Home > Media News > 'The Loss Of Younger Viewers Is Linear TV’s Gravest Problem' - GroupM Report

'The Loss Of Younger Viewers Is Linear TV’s Gravest Problem' - GroupM Report
3 May, 2017 / 10:35 am / Fatima

Source: http://www.adnews.com.au

1433 Views

Investment in digital advertising will surpass TV in five more countries, yet TV is still king with advertisers it seems.

Informed by 'experts from WPP' and its partners, the network’s Interaction 2017 report assesses digital advertising worldwide and makes forecasts on tech developments, media marketplace trends and evolving consumer behaviours in 46 markets.

Amazon, ESPN, Facebook, Google, IBM, LinkedIn, NBCU, Pandora, Pinterest, The New York Times, Snapchat, Turner, Twitter, Vox Media and YouTube are just some of the companies that took part in the study.

One finding says that while digital investment has already surpassed TV in the 10 markets - Australia, Canada, China, Denmark, Finland, the Netherlands, New Zealand, Norway, Sweden, United Kingdom - another five will cross this bar in 2017. They are France, Germany, Ireland, Hong Kong and Taiwan.

 

The report also says linear TV demographics continued shifting in 2016, with the loss of the 16-24 year-old demographic remaining one of its biggest challenges.

Though the global population of 16-24 year-olds only decreased by 0.5 percentage points between 2014-2016, the average “tonnage” of the 16-24 linear TV audience shrank by 16%, with some markets reaching numbers closer to 30%.

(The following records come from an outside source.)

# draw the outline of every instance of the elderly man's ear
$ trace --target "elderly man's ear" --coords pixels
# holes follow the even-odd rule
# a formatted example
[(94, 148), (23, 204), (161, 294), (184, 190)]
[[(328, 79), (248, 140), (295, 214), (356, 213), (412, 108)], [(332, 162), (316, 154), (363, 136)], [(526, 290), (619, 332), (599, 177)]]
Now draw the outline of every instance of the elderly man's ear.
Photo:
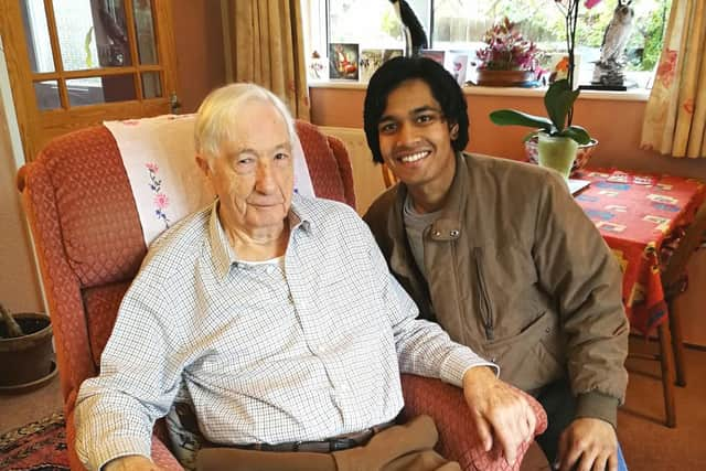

GroupM clarifies that some of this loss is exacerbated by TV’s other big challenge – the “inadequate measurement of TV’s total audience across platforms”.

GroupM continues to advocate measurement improvements to better evaluate television across all devices in markets across the globe,” the report says.

“The absence of close substitutes means that for now, those advertisers seeking this young adult TV audience can be willing to bear price inflation in proportion to its rising scarcity.”

Linear TV’s 'gravest problem'

The reason GroupM chose to focus on 16-24s is that this is TV’s scarcest age group, which means one of them seeing your ad is more likely to add to your total campaign reach than anyone 25+. This does not mean TV is necessarily the wisest choice for reaching this audience. As GroupM’s chairman Irwin Gotlieb put it, “people who don’t watch TV shouldn’t be chased on TV.”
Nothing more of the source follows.